Convex takes a different route. Under the hood it runs a custom transactional document store built on top of a SQL engine, but that SQL layer is completely hidden. You write queries and mutations as pure TypeScript functions that run server-side inside Convex's infrastructure. The platform tracks every data dependency for every active query function. When a document changes, Convex reruns any function that depends on it and pushes the update to connected clients. There is no separate pub/sub configuration, no cache invalidation logic, and no WebSocket setup on your end.
So you end up with two very different mental models. Supabase feels like a database with services attached. Convex feels like a reactive backend runtime where the database is an implementation detail.
Data model and querying
Supabase gives you full PostgreSQL: tables, foreign keys, indexes, views, stored procedures, and complex multi-table queries with joins and aggregations. If you need to analyze a year of order history or run a report across five tables, Postgres handles it natively. Teams that already know SQL are productive from day one.
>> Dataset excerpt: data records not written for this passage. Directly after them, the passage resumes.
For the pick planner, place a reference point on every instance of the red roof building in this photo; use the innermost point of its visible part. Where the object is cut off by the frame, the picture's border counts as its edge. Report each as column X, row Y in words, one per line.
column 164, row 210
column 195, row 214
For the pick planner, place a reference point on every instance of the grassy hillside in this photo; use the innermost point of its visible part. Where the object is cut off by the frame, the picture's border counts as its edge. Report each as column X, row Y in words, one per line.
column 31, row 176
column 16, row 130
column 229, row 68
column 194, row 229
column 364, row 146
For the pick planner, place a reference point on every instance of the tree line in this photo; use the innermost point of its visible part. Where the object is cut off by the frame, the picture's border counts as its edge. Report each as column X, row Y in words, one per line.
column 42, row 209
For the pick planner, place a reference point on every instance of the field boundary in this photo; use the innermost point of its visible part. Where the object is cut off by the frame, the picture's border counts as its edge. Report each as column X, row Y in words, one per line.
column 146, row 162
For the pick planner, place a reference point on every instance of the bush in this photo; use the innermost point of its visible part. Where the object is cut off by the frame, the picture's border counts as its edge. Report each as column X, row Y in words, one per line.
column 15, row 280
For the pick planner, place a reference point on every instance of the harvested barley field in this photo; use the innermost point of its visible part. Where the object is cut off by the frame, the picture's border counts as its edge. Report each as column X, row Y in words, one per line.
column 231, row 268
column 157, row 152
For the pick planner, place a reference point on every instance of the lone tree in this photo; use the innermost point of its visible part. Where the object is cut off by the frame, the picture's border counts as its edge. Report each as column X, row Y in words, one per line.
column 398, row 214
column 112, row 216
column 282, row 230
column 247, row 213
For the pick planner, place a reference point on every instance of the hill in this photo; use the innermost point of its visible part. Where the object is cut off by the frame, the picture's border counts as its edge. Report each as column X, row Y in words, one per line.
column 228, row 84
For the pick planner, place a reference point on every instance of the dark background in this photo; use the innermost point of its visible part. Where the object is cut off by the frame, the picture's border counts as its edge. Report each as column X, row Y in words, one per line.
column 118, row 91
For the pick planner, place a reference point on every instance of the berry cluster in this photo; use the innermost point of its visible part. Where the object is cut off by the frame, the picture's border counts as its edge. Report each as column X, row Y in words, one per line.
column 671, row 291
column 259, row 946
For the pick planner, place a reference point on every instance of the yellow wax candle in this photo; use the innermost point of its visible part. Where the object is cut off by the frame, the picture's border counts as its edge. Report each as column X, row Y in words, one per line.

Convex uses a document model. Data is stored as typed documents in tables, and you query it through TypeScript functions:
// Convex query: fetch messages for a channel
export const listMessages = query({
args: { channelId: v.id("channels") },
handler: async (ctx, args) => {
return await ctx.db
.query("messages")
.withIndex("by_channel", (q) => q.eq("channelId", args.channelId))
.order("desc")
.take(50);
},
});There is no SQL and no ORM to configure, and TypeScript types flow end-to-end from the database through to your frontend components automatically. The tradeoff is expressiveness: Convex queries are simpler to write for common app patterns but cannot match Postgres for analytical queries, complex joins, or anything that leans on a mature SQL ecosystem.
For standard CRUD apps, both approaches work equally well. If you have data-heavy workloads or existing SQL knowledge, Supabase's Postgres has the edge. If you're building a TypeScript-first frontend and want minimal backend boilerplate, Convex's model removes a lot of friction.
Real-time capabilities
This is where the two diverge most sharply.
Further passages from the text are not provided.